Fu difficile per lei autorizzare la pubblicazione di queste lettere? Erano intime e toccavano la sua famiglia.

“No. Fu una mia decisione. In ogni caso, rischiavamo una pubblicazione non autorizzata, come era successo con Il primo uomo. Così chiamai l’editore Antoine Gallimard e pubblicammo le lettere. Sono intime, certo, ma così belle”.

Sua madre ne ha sofferto.

“No, in realtà no, la mamma amava Maria. Non ho mai sentito nella mia famiglia materna una parola negativa su Maria Casares. La rispettavano. E sono sicura che mamma fosse convinta che papà non avrebbe superato tutto quello che ha superato senza Maria”.

A che cosa si riferisce?

“Alla malattia di mia madre. Alla sua: aveva la tubercolosi. All’ostracismo dell’intellighenzia parigina. Maria Casares era la vita stessa. Mamma temeva la vita. Fu molto importante per mio padre. Pensai anche nel decidere di pubblicare le lettere che forse un giorno non si sarebbe saputo chi era, ed era una grande donna”.

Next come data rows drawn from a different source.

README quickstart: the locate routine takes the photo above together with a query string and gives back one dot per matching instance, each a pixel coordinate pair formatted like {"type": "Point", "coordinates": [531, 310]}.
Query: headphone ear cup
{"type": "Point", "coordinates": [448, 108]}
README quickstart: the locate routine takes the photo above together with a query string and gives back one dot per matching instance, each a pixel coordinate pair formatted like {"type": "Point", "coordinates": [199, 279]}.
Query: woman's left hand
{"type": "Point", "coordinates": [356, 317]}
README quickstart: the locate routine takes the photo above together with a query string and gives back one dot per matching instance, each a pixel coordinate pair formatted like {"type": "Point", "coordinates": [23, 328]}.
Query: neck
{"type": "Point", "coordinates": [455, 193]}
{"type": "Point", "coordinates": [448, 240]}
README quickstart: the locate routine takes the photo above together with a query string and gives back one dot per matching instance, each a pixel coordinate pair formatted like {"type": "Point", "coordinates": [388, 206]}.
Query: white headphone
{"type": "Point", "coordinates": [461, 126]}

Camus apparteneva alla resistenza contro i nazisti. Vi parlava di quel periodo?

“Oh, no. Papà non parlava mai di sé. Un giorno stavo cercando una matita nel suo studio e mi è capitata tra le mani la medaglia della resistenza. Anni dopo scoprii che quando gliela diedero, andò alla redazione di Combat e chiese: ‘Chi mi ha denunciato?’. Quando andai in salotto con la medaglia e gli chiesi: ‘Che cos’è questa?’, lui impallidì. Mi disse: ‘Dove l’hai trovata? Mettila dove l’hai trovata’. Non mi diede nessuna spiegazione. Papà pensava che molte persone erano morte e lui ne era uscito vivo e che non aveva fatto praticamente nulla”.

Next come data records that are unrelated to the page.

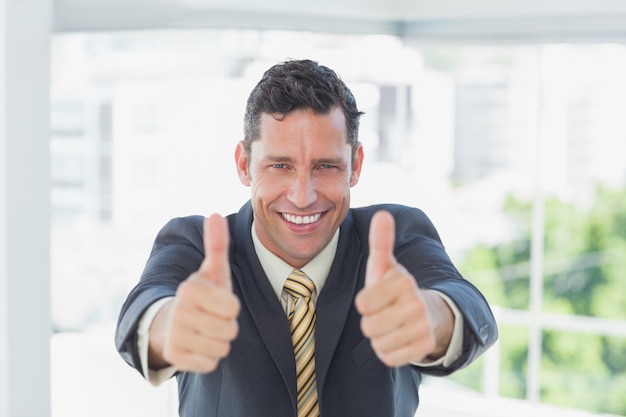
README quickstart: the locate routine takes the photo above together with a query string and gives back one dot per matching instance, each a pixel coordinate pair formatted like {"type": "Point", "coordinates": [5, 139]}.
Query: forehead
{"type": "Point", "coordinates": [303, 126]}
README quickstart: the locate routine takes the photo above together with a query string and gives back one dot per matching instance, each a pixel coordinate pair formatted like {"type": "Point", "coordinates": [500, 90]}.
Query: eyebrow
{"type": "Point", "coordinates": [329, 161]}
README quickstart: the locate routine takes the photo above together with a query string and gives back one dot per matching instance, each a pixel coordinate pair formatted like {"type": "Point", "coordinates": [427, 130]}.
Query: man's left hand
{"type": "Point", "coordinates": [404, 323]}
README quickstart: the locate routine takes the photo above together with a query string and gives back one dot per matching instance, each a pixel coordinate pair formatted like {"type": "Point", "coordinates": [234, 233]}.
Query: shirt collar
{"type": "Point", "coordinates": [278, 270]}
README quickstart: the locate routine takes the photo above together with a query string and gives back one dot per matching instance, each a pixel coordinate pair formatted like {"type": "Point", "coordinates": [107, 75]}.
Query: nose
{"type": "Point", "coordinates": [302, 192]}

A casa si parlava del suo paese natío, l’Algeria? Era l’epoca della guerra d’indipendenza.

“Con me non ne parlava, ma a casa le discussioni sull’Algeria erano un inferno. Un giorno mio padre tornò a casa e mia zia materna gli disse: ‘Camus, finché scriverai su L’Express (un settimanale favorevole alla decolonizzazione), non ti rivolgerò più la parola’. Papà rimise la cintura all’impermeabile e disse: ‘Non sarà un grosso problema’. E se ne andò di nuovo”.

Lei è tornata in Algeria?

“Nel 1960, dopo la morte di mio padre. È stata l’ultima volta”.

Ha paura che Albert Camus diventi un santo?

“No, non è un santo!”

Non aveva dei difetti?

“Sì, come tutti. Era un vero essere umano”.

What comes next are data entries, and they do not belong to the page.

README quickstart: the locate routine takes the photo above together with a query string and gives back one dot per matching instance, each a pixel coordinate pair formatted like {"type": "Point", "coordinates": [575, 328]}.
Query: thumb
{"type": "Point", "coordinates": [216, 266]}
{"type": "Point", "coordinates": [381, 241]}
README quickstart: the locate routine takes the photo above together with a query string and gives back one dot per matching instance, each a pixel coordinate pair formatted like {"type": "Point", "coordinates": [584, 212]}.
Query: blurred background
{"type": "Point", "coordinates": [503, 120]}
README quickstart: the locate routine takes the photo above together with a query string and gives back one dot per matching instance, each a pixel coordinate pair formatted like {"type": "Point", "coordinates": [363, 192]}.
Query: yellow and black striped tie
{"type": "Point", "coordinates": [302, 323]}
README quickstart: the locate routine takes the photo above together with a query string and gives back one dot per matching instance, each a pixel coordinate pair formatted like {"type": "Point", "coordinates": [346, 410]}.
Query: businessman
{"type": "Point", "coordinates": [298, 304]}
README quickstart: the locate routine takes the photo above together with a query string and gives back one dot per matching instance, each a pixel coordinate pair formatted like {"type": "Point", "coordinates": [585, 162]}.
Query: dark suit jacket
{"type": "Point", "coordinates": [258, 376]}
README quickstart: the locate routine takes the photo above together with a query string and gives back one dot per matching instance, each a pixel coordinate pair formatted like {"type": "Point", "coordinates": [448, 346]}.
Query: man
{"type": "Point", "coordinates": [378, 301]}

Ci sono ancora cose di Camus da pubblicare?

“Non lo so. C’è la corrispondenza con mia madre. Ma è un po’ complicato, perché dal 1945 in poi ci siamo anche mio fratello ed io, e questo non mi piace. Forse la corrispondenza con mia madre nel 1937 e nel 1944. È molto interessante. Illumina la corrispondenza tra Maria e papà. E parlano della guerra, della sua opera”.

Le è pesato essere la figlia di Albert Camus?

“Da adolescente avrei voluto avere una mia esistenza. In seguito, ci si abitua. Ti insegna l’umiltà, e l’umiltà ti aiuta a vivere. E mi considero fortunata di aver avuto un padre come lui. Non perché fosse famoso, ma perché era fan-ta-sti-co. Un grande uomo”.